Agar segala perbuatan hukum yang dilakukan setelah terbitnya izin dasar tersebut dapat dinyatakan turut batal, pihak penggugat dapat merumuskan dalam petitum, dengan bunyi sebagai berikut: “Menyatakan batal izin ... dan segala perbuatan hukum yang didasari keberadaannya atas izin ... tersebut.”—rumusan ini guna menghindari celah ‘ruang bermain’ hakim pemutus dalam menyalahgunakan penafsiran yang meluas ketika dimajukan dalam perkara lain.
PEMBAHASAN:
Kita patut bercermin pada pengalaman kurang baik dalam praktik litigasi, sebagaimana putusan Pengadilan Negeri Jakarta Selatan sengketa pemegang saham perseroan terbatas register Nomor 128/Pdt.G/2012/PN.Jkt.Sel. tanggal 20 Desember 2012, perkara antara:
1. HUNAWAN WIDJAJANTO, dalam jabatannya selaku Direktur Utama dan Pemegang Saham; dan 2. AGUSSUTANTO, dalam jabatannya selaku Komisaris dan Pemegang Saham, yang bertindak untuk dan atas nama Perseroan Terbatas Batutama Manikam Nusa, sebagai Penggugat; melawan
1. NYONYA WIWIEK TJOKROSAPUTRO; 2. NYONYA LUSIANA SUTANTO; 3. NYONYA ANNE PATRICIA SUTANTO; 4. NYONYA YENNY SUTANTO; 5. DODDY SUSANTO, selaku Para Tergugat.
Penggugat mengajukan permohonan izin pembentukan RUPS yang sebelumnya selalu gagal terbentuk karena tidak memenuhi kuorum minimum kepada pengadilan, yang selanjutkan Pengadilan Negeri menerbitkan penetapan izin kuorum lebih rendah untuk pemanggilan pemegang saham dalam rangka pembentukan RUPS.
Namun Para Tergugat kemudian mengirim Surat Kepada Mahkamah Agung RI minta Pembatalan terhadap Penetapan Pengadilan Negeri tersebut, dimana selanjutnya Mahkamah Agung RI mengeluarkan Penetapan yang menyatakan Penetapan Pengadilan Negeri tersebut tidak mempunyai kekuatan hukum mengikat.
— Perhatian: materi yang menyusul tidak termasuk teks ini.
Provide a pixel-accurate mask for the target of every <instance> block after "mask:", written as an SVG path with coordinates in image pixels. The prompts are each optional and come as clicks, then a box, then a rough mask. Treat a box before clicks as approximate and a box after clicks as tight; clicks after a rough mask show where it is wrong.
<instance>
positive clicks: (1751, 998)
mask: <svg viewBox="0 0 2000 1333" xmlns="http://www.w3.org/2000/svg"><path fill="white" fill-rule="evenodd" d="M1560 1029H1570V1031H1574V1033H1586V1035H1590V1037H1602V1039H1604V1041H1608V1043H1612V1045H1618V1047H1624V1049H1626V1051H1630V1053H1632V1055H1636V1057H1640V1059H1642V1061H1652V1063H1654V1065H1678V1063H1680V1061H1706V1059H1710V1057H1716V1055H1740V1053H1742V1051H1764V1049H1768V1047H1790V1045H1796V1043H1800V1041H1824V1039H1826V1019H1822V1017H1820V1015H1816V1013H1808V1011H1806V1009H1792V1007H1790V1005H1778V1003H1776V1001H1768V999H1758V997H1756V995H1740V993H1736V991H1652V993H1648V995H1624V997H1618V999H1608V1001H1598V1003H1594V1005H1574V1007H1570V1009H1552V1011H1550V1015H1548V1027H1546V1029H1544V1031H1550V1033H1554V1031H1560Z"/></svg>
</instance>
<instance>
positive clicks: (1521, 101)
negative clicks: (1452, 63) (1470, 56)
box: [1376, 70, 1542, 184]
Selanjutnya Para Tergugt mengajukan Permohonan kepada Kementerian Hukum dan HAM RI, meminta agar pihak otoritas membatalkan Surat Keputusan Menteri yang mengesahkan perubahan Anggaran Dasar Perseroan, dimana selanjutnya pihak otoritas menanggapi dengan membekukan Surat Keputusan Menteri Hukum dan HAM-RI (perihal pengesahan Akta Perubahan Anggaran Dasar hasil resolusi RUPS yang izinnya ternyata dibatalkan) dan meminta agar dilaksanakan RUPS ulang.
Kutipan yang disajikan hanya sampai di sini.